Overview of roles and responsibilities

Initiation of IMTP in February 2010 led to significant adjustment of roles and responsibilities within the ABS.

The 2003 metadata management strategy had stated that, in terms of governance

Metadata management becomes part of every project and each project ensures that they consider and budget for resources to handle metadata development and maintenance.

It is sometimes suggested that by making something "everyone's business" it becomes nobody's business.

The Data Management Section (DMS) within the ABS was to be "consulted" and had a co-ordinating and advisory role. The aim was that the Corporate Metadata Repository (CMR) and its services would be progressively extended to meet the needs of new application developments. DMS developed guidelines to assist project planners, project managers, business analysts and IT staff in understanding the practical meaning and intentions of the principles and how they might apply in the context of a specific project. DMS also provided direct interactive advice to planners, analysts and IT staff.

In practice, however, the design and development of new metadata repositories and services were driven by the initiatives that required them, and paid for them, such as BSIP and ISHS (see BHM). Given input from DMS, architectural design panels and other sources the designs were notionally left open for use by other projects, and for integration within the CMR, but these outcomes were given relatively low priority in practice.

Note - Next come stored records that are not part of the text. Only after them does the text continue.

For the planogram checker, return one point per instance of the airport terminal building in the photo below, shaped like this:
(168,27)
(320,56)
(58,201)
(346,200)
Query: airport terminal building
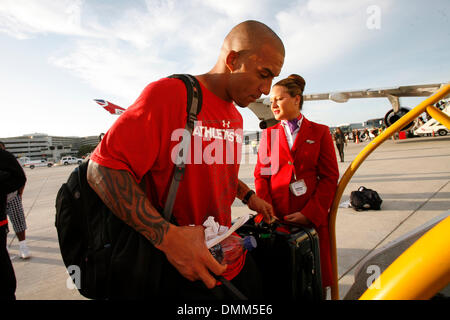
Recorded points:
(42,146)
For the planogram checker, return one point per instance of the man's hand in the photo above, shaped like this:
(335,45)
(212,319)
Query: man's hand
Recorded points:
(259,205)
(297,217)
(186,250)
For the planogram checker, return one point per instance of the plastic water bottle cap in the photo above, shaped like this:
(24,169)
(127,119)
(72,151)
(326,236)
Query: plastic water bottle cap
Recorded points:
(250,243)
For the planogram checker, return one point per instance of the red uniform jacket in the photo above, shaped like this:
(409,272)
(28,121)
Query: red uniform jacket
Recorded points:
(313,158)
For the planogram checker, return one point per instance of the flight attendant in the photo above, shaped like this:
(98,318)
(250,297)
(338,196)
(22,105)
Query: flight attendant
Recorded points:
(297,170)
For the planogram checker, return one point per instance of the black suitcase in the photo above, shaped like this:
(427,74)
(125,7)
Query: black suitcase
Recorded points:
(288,258)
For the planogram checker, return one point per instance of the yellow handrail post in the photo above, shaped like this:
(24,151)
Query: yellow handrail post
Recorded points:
(439,116)
(397,126)
(415,275)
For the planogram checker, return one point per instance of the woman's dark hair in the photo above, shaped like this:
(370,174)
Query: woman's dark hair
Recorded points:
(295,85)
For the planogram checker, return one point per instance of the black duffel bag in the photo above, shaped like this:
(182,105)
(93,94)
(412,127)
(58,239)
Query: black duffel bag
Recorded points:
(288,258)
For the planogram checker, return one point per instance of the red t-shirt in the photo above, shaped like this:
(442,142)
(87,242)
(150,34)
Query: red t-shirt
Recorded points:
(145,140)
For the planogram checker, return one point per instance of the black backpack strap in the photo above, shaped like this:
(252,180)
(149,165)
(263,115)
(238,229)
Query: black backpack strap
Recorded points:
(194,104)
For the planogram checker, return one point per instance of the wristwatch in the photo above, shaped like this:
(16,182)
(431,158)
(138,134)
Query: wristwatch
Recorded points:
(247,196)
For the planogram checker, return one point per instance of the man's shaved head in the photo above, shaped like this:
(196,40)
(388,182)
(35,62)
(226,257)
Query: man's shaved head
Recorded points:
(248,36)
(251,56)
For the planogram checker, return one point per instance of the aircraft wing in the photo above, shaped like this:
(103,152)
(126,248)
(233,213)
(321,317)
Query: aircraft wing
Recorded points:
(424,90)
(110,107)
(261,107)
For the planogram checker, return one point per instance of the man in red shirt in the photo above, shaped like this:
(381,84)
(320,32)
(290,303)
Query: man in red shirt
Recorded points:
(132,167)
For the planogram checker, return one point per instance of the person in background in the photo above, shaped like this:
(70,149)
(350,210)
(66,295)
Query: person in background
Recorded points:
(300,179)
(14,210)
(339,139)
(12,178)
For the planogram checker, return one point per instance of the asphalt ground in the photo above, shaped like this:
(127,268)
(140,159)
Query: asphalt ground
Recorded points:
(412,177)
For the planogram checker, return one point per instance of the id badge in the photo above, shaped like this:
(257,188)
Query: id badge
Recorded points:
(298,188)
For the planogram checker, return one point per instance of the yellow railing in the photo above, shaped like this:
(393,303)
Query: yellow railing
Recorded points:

DMS also continued to fulfil roles it had prior to the 2003 strategy. DMS has been responsible for Data Management Policy within the ABS and maintaining the ABSDB and selected other infrastructure such as CMS and ClaMS described in the supporting page for Section 4.1 of this case study. The maintenance role includes

managing IT maintenance and minor new developments
acting as database administrators
supporting end users including providing content design advice and training

While DMS ensured necessary "repository infrastructure" was provided, and that the infrastructure remained "fit for purpose" in a changing organisational and technical environment, it is not responsible for the quality of the content held within each repository. That responsibility rests with the subject matter areas and others who provide the content and have an ongoing custodianship responsibility, including ensuring the content remains up to date and answering any enquiries its definition might generate from others.

Data Management Policy mandates use of the corporate facilities for various purposes and subject matter areas are responsible for making use of the facilities in accordance with those policies.

The Standards and Classification Section (SCS) has a number of leadership roles in regard to metadata content within the ABS. SCS develop and support "standard" classifications and variables which are cross domain in nature (eg industry, occupation, language). Many of these are recognised standards for Australia as a whole, not just the ABS. SCS also provide guidelines and advice to help subject matter areas ensure their "collection specific" metadata is well defined and curated.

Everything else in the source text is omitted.